Economists estimate tens of billions for governments if we taxed pot like tobacco and stopped wasting money on the drug war.

If marijuana were legal but taxed like alcohol and tobacco, how much money could it bring in to cash-strapped state governments?

One 2006 study called cannabis the top cash crop in the nation, worth more than corn and wheat combined. It was the leading crop in 12 states, outstripping grapes in California and tobacco in North Carolina, and one of the top three in 18 others, coming in just behind apples in Washington and cotton in Georgia. So with states facing massive deficits, could reefer revenues help?
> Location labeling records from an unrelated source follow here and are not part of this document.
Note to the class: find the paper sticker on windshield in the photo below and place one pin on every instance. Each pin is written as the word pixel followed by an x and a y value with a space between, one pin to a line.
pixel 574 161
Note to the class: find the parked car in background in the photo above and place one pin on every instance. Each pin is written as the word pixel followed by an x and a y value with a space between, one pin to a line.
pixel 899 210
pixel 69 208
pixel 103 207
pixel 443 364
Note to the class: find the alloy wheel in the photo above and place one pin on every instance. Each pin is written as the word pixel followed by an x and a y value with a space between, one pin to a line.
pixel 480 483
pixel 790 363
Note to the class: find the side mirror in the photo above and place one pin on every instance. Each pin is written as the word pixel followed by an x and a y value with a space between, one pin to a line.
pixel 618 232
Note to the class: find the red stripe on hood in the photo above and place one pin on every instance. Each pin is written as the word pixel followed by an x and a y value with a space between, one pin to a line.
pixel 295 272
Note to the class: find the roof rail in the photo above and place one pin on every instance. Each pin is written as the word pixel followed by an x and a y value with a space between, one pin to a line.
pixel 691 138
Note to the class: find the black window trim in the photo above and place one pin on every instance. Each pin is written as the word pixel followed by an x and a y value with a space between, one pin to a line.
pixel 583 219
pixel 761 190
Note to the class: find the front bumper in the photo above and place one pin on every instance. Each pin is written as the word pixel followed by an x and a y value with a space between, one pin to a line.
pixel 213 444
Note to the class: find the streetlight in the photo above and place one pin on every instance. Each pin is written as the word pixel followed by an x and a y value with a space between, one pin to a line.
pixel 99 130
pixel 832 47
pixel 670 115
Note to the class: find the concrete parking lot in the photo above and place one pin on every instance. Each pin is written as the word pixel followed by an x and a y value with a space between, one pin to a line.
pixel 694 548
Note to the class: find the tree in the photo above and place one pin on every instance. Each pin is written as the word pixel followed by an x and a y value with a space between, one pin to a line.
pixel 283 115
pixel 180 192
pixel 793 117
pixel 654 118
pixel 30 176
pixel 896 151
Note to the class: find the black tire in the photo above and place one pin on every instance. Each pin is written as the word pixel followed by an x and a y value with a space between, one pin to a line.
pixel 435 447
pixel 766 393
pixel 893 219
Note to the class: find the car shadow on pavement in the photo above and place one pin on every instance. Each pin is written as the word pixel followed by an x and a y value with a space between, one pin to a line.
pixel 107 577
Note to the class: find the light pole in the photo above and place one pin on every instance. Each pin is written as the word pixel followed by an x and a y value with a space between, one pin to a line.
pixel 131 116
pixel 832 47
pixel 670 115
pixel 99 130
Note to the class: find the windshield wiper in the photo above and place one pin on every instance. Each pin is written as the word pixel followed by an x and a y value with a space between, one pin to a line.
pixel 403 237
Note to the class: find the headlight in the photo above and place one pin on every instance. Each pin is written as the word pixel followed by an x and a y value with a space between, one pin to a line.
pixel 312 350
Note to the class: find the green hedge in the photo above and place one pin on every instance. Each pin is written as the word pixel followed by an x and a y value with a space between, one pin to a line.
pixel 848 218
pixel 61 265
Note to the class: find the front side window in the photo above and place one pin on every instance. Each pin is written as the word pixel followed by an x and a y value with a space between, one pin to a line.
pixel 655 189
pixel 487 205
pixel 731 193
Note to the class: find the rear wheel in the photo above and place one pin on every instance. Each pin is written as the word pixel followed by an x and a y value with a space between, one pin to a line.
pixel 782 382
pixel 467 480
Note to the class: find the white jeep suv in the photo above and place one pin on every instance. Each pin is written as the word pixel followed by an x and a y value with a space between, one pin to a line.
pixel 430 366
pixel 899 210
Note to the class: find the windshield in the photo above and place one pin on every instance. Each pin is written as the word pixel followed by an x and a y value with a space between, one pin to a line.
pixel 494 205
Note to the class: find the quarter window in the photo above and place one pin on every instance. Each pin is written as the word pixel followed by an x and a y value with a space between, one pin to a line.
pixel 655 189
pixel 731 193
The answer is unclear, but it could be lucrative for governments, especially when combined with the savings from ending prohibition. As the U.S. marijuana market is illegal, there are no sales figures. Estimates of its size range from $10.5 billion a year to $113 billion. But three studies done by economists and policy analysts say ganja taxes could bring in anywhere from $2.4 billion to $31.1 billion in revenue, depending on how big the sales really are. About one-third of that would go to the states.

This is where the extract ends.